I presented today at the School Safety Advocacy Council Conference on bullying prevention. I started my presentation by posing the question on why given the awareness of the problem, available resources, laws in every state, and the research that converges on what works in addressing it, it is still a persistent problem in schools today.
Think of it this way: if there were a cure for cancer and available resources for providing the treatment necessary, would it still be a problem in our society. Polio used to be a serious health problem and now it's not. We wouldn't be talking about the disease we would be talking about why there were hospitals and doctors who didn't use the treatment.
There is no mystery about how to deal with bullying.

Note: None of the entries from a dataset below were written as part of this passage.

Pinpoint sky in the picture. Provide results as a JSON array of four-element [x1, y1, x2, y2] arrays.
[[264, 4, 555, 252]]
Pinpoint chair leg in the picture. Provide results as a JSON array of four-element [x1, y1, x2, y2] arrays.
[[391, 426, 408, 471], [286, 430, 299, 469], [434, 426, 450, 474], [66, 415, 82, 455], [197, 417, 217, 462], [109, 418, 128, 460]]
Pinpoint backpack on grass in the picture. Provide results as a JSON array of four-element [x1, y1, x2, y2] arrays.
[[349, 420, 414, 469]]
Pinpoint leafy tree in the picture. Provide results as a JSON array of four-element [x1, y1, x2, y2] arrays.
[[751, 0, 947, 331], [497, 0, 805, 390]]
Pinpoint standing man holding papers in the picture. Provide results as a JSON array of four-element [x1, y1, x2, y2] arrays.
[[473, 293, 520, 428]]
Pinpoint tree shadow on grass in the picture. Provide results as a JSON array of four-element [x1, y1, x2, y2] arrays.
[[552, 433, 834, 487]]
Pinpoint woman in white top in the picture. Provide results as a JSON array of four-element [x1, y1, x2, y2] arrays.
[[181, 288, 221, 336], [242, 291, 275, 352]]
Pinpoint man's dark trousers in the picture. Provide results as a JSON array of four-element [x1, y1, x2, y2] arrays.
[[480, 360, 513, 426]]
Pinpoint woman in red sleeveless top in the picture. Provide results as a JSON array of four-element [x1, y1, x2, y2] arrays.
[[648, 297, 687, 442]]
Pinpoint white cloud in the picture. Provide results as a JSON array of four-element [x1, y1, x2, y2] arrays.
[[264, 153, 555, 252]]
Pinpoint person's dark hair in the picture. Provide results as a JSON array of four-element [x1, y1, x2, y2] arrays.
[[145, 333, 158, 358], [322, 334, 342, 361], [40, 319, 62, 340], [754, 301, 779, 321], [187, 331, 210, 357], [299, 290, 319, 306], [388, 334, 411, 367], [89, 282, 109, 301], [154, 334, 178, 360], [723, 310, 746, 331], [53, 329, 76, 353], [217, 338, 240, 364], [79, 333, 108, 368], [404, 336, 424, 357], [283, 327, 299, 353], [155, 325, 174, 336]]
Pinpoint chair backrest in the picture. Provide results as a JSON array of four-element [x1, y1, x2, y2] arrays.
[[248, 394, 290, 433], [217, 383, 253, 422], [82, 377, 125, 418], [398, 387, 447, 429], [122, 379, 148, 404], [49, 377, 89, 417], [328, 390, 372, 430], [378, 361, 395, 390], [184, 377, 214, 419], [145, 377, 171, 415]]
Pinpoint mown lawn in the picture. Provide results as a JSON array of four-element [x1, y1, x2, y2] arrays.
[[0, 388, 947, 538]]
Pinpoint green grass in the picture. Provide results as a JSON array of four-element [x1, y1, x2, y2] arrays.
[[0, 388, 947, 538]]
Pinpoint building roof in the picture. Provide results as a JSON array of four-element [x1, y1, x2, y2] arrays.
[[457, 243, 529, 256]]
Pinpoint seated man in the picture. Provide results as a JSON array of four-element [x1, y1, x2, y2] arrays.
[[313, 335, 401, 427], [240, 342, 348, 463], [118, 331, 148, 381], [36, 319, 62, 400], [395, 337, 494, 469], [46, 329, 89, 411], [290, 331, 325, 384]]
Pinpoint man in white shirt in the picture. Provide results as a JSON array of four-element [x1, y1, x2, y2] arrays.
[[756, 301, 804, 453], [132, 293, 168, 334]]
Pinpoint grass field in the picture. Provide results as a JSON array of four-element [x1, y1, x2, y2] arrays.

Social psychology has pointed towards how bystanders have the greatest influence in preventing and reducing it. Research has only shown us why they either speak up or don't. These two pretty basic facts are ignored in most schools where it comes to practice.
The real issue is not bullying; it is why are schools so resistant to change, resistant to taking and using this available knowledge. This's question is almost too challenging to ask ourselves, so we skip over it or quickly change it to what program,curriculum, speaker, assembly to have that will solve the problem bullying. This is why we keep having conferences,having new products, movies, TV shows all about bullying and yet we don't seem to get anywhere. We won't get anywhere until we have the courage or as Jim Collins says in Good to Great face the brutal facts and look where the real problem lies- the resistance of our schools to use the knowledge that we already have that will have a positive impact. The change is really incumbent on the school leaders to ask the hard questions and then keeping asking with an open mind to truly go where they need to go even if it is unfamiliar territory that is questioning some of the basic assumptions of how we educate our students. Just because a question might be hard to answer shouldn't mean we don't ask it.